To ensure all viewpoints were represented, Gov. Perry appointed members from a broad range of industries and political affiliations to the task force.  After the commission had developed a revised franchise tax structure, the governor worked with legislators and professional groups to build awareness and support for the plan in the business community, support which ultimately helped ensure its passage.  Its supporters included the Texas Association of Business; the Texas Association of Mexican American Chambers of Commerce; the Greater Houston Partnership; the Texas Trial Lawyers Association; the Dallas, Corpus Christi, San Antonio and Arlington chambers of commerce; and the Texas associations of manufacturers, homebuilders and realtors.

The Outcome

The new franchise tax went into effect January 1, 2008, replacing the anemic franchise tax structure with a broader, fairer tax assessed at a lower rate. Furthermore, it closed loopholes so that more businesses pay their share of education costs, while also lowering the primary franchise tax rate from 4.5 to 1 percent or .5 percent depending on the type of business.

When implemented, the tax exempted small businesses with total revenue less than $300,000, and implementing graduated discounts for businesses with more than $300,000 but less than $1 million in total revenue. It also exempts businesses whose total tax liability is $1,000 or less. At Gov. Perry’s urging, the 81st Legislature revisited the tax and raised the revenue exemption to $1 million, granting a tax break for 40,000 small businesses in Texas.

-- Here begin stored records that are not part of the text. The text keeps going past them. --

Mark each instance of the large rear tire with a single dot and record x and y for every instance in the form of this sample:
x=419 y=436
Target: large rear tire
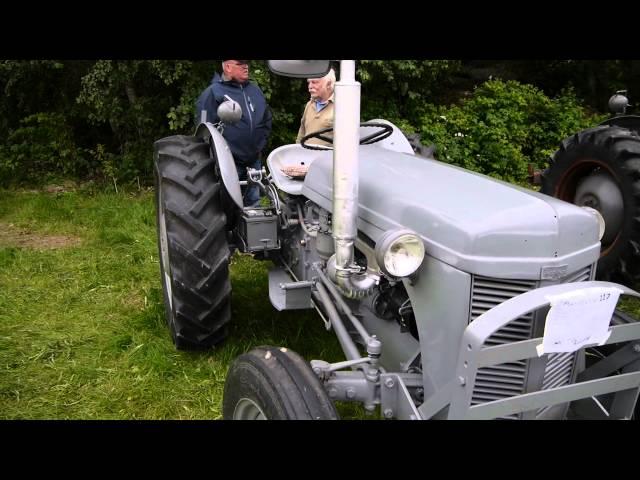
x=192 y=242
x=600 y=167
x=270 y=383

Under the reformed tax, businesses are rewarded for making good business choices. Every time a business puts a Texan to work, pays for health insurance or invests in a pension plan, their tax liability decreases.  However, the tax also penalizes bad business practices, such as hiring illegal immigrants.

These fair changes to the business tax code continue to stimulate our state’s economy and encourage the entrepreneurial spirit that sets Texas apart.